(July 25, 2011 at 2:56 pm)Moros Synackaon Wrote: When I interned at the Santa Cruz Institute for Particle Physics at UCSC, one professor, this elderly gentleman of eighty or so, hobbling around with such care that one might've suspected a slight breeze would've done him in, came with us to lunch at the local pizza place. As I sat down next to him, still interested from his talk on cosmology and traditional particle physics, I asked him "So what do you think, about this string theory thing."
Right then, he turned to me suddenly, and said: "Frankly, I think it is a load of shit." and resumed eating.
Being a rather unjaded high school intern (compared to the jaded motherfucker I am now), needless to say I was utterly caught off guard by his candor. And suppressing a slight laugh too.

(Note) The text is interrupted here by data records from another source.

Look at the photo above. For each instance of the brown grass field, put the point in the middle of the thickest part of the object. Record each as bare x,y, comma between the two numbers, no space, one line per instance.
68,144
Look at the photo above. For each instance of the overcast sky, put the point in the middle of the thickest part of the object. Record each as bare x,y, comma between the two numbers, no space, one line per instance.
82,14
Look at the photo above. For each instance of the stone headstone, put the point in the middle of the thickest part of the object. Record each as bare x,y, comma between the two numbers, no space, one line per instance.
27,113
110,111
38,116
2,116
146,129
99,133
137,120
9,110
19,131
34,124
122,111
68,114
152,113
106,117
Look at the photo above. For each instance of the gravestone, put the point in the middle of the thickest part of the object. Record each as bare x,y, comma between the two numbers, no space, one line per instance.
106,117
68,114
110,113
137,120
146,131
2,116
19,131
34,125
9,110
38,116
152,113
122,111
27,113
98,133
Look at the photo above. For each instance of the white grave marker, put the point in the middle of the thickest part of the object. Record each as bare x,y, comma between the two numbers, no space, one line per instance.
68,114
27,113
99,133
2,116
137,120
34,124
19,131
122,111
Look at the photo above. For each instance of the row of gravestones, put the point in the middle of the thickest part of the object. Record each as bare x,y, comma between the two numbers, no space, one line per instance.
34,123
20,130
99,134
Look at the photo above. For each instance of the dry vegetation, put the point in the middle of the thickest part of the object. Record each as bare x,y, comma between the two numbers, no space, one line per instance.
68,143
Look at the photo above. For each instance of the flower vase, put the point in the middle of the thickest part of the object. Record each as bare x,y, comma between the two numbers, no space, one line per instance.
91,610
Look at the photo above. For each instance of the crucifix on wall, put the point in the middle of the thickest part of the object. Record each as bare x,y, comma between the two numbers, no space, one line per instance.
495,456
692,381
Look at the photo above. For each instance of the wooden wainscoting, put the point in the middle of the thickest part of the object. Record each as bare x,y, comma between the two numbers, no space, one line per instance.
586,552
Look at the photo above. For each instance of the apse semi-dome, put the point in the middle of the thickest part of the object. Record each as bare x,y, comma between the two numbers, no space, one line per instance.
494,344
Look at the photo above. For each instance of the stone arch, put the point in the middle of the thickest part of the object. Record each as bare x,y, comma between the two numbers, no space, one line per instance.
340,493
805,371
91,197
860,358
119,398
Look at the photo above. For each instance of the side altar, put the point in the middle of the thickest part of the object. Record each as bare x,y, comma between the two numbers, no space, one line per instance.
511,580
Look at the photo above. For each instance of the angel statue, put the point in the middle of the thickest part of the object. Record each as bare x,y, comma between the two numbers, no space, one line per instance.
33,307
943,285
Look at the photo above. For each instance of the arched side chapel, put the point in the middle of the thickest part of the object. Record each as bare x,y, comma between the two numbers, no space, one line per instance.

Except Lee Smolin was a noted string theoretician. He thinks string theory is magnificient, it's beautiful, he's proud of his contribution to it. it's just not real science. He thinks string theory makes grand promises which has no significant testable predictive power, it has been pushed as the wave of an indefinite and probably very far-off future at the expense bread and butter science whose validity can be tested and whose contribution to physics can thus be made concrete. He thinks that those entiring the field of theoretical physics in the last 20 years have mostly been shunted off into strong theory as the only real future of theoretical physics has in effect created a talent gap of at least 20 years amongst people who treat physics as a real science.